29 Aralık 2013 Pazar

BEŞİKTAŞ 2013 - 2014 SEZONU İLK YARI PERFORMANSI

Beşiktaş’ın yazımın en sonunda detaylarıyla birlikte incelemiş olacağımız 2013-2014 sezonu ilk devre performansının çok kısa özetini şu şekilde ifade edebilirim : “Hayal Kırıklığı” Evet, hem de büyük bir hayal kırıklığı, neden mi? Gelin hep beraber önce istatistiksel olarak geçen sezon beğenmediğimiz, eleştirdiğimiz Samet Aybaba dönemi ile karşılaştıralım.

Geçen sezon yani Samet Aybaba döneminde Beşiktaş daha çok puan toplamış. Hayal kırıklığının en temel göstergesi de bu zaten.
Geçen sezon Beşiktaş daha fazla gol atmış. Demek ki forvetler ve orta saha hatta bekler geçen seneki kadar verimli olamamış.
Bu sezon Beşiktaş daha az gol yemiş. Bu olumlu bir gösterge ki kaleye ve defansa yapılan bu kadar transfer sonrasında daha az gol yemiş olması son derece normaldir.
Bu sezon Beşiktaş daha fazla yenilmiş. Daha az gol yemiş olmasına rağmen daha fazla yenilgi almış olması, takımın direncinin düşük olduğunu, geriden gelip durumu düzeltecek patlama kabiliyetinin veya enerjisinin veya motivasyonun eksik olduğunun göstergesidir.

Bu istatistikler bana açık seçik hayal kırıklığını gösteriyor. Sezon başında arka arkaya yapılan oyuncu transferleri, kiralanan oyuncular. Bir sezon önceden beri çalışılmak istendiği söylenen Slaven Biliç ile sözleşme yapılması, yüksek beklentiler, Şampiyonluk sezon başından beri Beşiktaş’ın gündemini oluşturmaktaydı. Futbol takımındaki hemen her yere alınan ve kiralanan yeni oyuncular ile Beşiktaş’ın yıllardır diğer iki büyük Fenerbahçe ve Galatasaray’a karşı kanayan yarası, dar kadro problemini de sonunda çözdüğü herkes tarafından söylenmekteydi.

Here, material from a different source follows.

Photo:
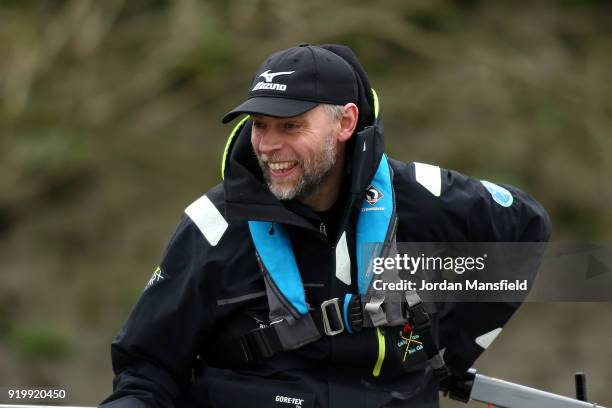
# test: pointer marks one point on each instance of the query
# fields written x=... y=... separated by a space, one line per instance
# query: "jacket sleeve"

Şimdi gelelim bu durumu yaratan sebeplere:

Maçların oynanacağı stadyum sorunu: Tabiî ki İnönü Stadyumu neden yıkıldı demiyoruz, ancak Stadyum konusu iyi yönetilemeyen bir probleme dönüştü. Sezon öncesi bazı maçların Olimpiyat bazı maçların Kasımpaşa Stadyumunda oynanacağı açıklanmıştı. Olimpiyat Stadyumu bir türlü sevilmedi ki haklı sebepler olduğunu düşünüyorum ancak bu kadar negatif yaklaşımların takım üzerinde etkileri düşünülmeliydi. Aynı şekilde şimdi Kasımpaşa stadı hakkında yine negatif önyargılar gündemde ve ikinci devre takımın maçlarını nerede oynayacağı belli değil şeklinde demeçlerin takıma ne denli etkisi olduğu dikkate alınmalıdır. Belirsizlik en önemli tehlikelerden biridir, takımın motivasyonu negatif etkilenmektedir.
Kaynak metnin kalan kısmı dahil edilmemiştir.